In focus: domestic implementation of universal norms

A major thematic focus of the Group in its second biennium is domestic implementation of universal norms

Strengthening the on-the-ground domestic implementation and impact of international human rights obligations, commitments and recommendations is a key priority for URG’s work. The URG seeks to strengthen universal human rights norms, improve the efficiency and effectiveness of international human rights institutions, and translate universal norms into the local human rights reality through better implementation.

Our projects

National Mechanisms for Implementation Reporting and Follow-up (NMIRFs)

How do States transpose international human rights recommendations into local reality, and how to measure progress?

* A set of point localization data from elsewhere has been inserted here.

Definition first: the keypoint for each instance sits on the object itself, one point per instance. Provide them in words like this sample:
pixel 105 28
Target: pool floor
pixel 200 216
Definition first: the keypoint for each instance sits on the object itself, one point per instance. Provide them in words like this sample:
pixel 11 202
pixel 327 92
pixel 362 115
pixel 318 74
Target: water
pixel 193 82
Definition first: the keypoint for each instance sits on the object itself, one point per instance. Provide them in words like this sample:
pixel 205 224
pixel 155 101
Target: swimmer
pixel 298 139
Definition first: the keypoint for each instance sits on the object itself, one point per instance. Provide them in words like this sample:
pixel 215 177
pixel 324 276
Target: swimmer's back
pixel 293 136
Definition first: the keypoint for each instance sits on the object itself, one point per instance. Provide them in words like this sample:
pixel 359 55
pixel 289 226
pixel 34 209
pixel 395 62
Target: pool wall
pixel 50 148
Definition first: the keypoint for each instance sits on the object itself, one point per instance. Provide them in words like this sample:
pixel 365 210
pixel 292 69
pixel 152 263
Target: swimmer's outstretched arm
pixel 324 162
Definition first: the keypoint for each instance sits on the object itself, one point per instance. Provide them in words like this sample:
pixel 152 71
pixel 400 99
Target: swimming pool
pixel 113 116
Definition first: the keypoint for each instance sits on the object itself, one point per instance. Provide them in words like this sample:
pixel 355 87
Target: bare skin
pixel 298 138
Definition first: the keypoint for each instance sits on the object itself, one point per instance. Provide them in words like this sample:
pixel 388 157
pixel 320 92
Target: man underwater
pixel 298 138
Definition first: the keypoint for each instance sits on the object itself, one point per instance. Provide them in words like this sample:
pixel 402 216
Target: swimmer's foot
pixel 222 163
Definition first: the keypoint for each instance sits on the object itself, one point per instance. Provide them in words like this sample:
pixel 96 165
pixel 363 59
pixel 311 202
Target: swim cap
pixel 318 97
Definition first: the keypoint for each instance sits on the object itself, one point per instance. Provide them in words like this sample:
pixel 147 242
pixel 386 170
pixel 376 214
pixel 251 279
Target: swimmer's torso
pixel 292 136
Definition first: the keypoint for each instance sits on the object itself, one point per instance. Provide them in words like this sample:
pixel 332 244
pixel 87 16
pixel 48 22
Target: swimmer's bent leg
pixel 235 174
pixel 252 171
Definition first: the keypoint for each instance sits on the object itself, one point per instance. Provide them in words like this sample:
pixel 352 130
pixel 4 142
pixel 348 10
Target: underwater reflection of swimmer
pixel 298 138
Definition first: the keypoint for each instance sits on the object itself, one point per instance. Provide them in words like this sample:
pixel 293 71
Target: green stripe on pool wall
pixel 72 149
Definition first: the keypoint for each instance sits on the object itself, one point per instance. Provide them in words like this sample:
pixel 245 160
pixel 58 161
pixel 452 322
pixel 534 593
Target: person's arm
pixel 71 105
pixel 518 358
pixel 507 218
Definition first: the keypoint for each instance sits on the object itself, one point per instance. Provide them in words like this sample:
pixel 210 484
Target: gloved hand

This project adopts a ‘bottom-up’ approach to understanding how, and to what extent, States implement international human rights obligations and recommendations at domestic level, and seeks to replicate good practice and provide counsel to UN mechanisms and processes designed to support domestic implementation (e.g. follow-up and capacity-building processes).

The role of national parliaments

Over recent years, a clear focus of discussions around the evolving position of parliaments in the universal human rights system has been their role in the implementation, by States, of international human rights obligations and commitments. As part of a wider global ‘human rights implementation agenda,’ the IPU, the UN and the Commonwealth have each taken important steps to assert the role of parliaments, especially parliamentary human rights committees, in a systemic manner throughout the international human rights ‘implementation-reporting cycle.’ This means leveraging parliaments’ legislative, oversight and budgetary roles to support the effective domestic implementation of the recommendations of the UN’s human rights mechanisms, the transparent monitoring of progress, and objective and balanced international reporting.

The role of international development partners

Together with the Government of Norway and rotating host countries, the URG has launched the Oslo-meeting process, which brings together governmental human rights policy experts and development policy experts, as well as other development actors to discuss the latest developments in the intersectionality of the two policy fields.

In the past these one-day meetings have explored the role of multilateral and bilateral development partners in supporting States, in particular developing States, implement the recommendations of the UN’s human rights mechanisms (Treaty Bodies, Special Procedures, and the Universal Periodic Review); thereby strengthening State compliance with their international human rights obligations and commitments, and (by extension) making a major contribution to the achievement of the 2030 Agenda and the Sustainable Development Goals (SDGs), leaving no one behind.

The key points and outcomes of these discussions are captured in policy briefs which can be consulted on the project page.

Clustering and integrated implementation

The Universal Periodic Review (UPR), Treaty Body system and Special Procedures mechanism are supposed to be complementary and mutually reinforcing. But is this proving to be the case in practice?

This project aimed to identify and understand the ways in which the three processes are complementing and supporting each other. It looked at the relationship between recommendations produced by the three mechanisms, and also at what impact UPR has had on Treaty Body reporting and Special Procedures engagement. The project, taking this analysis into account, proposed ways in which the interaction of the three processes might be strengthened.

Measuring change and impact

In 2020-2021, URG will work with the Human Rights Measurement Initiative to develop a user-friendly web-portal called ‘The state of the world human rights report,’ covering every country that has ever been a member of the Human Rights Council. For the first time ever, the portal will allow users to look at the real-world enjoyment of a wide range of human rights across over a hundred States – to track progress or backsliding. Crucially, this will make it possible (again for the first time) to attempt to answer the following question: is the global human rights situation getting better or worse? Once a year, URG will then publish key trends from the web portal, together with case studies ‘digging down’ to understand the stories behind key trends, in an annual (printed) ‘State of the world human rights report.’ This will be published each December and launched at events in Geneva and New York.